Does the Avatar Big Mac live up to the hype? I can say without sarcasm that, yes, it absolutely does. The pickles? At the top of their game. The bun? Rich and satisfying. The meat? The cheese? The sauce? Everything is firing on all cylinders with this burger, and chances are you will enjoy it until the very end. There are moments while eating this burger that left me thinking, "Am I really eating a burger right now? IS THIS BURGER REAL?!?!?" Seriously, the attention to detail in this burger is unparalleled.

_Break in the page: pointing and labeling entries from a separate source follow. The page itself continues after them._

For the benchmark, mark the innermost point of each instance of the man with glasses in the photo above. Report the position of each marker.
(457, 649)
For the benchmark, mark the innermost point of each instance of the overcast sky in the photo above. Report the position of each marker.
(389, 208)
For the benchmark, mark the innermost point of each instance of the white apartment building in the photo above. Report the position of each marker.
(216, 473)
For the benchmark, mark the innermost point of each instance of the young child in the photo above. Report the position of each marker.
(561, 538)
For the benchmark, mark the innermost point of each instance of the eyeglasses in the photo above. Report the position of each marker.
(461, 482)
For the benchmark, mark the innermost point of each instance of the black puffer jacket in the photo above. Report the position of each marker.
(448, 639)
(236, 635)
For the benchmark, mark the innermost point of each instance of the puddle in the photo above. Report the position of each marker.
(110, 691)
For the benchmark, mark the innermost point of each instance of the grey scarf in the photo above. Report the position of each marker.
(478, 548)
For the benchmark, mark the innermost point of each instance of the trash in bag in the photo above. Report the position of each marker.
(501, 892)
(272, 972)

And the last third of the burger is just... WOW! I spent the first two-thirds of this Big Mac really getting to know the meat, the cheese... hell, ALL of the ingredients. As I took those last few bites, I really cared about what happened to every single one of them. Sure, there were hints in the first part of the burger as to what would happen to them (SPOILER ALERT: Everything gets eaten), but even when what I predicted came true, I was not disappointed. At all. Ronald McDonald has done a superb job of bringing fast food into the future where it belongs. If other fast food chains do not follow Ronald into this new frontier of burgers, then they will soon be left in the dust, doomed to wander the streets and beg people to buy their stupid 2-dimensional fries that no one wants anymore.
The new Avatar Big Mac gets an A for Avatar, a B for Big Mac, a C for the C in "Big Mac," and a D for Delicious. However, it also gets an "F" for "fucking stupid," because at the very end of the burger, a song plays that's a cross between My Heart Will Go On and any song from Pocahontas.
Grimace really dropped the ball on that one.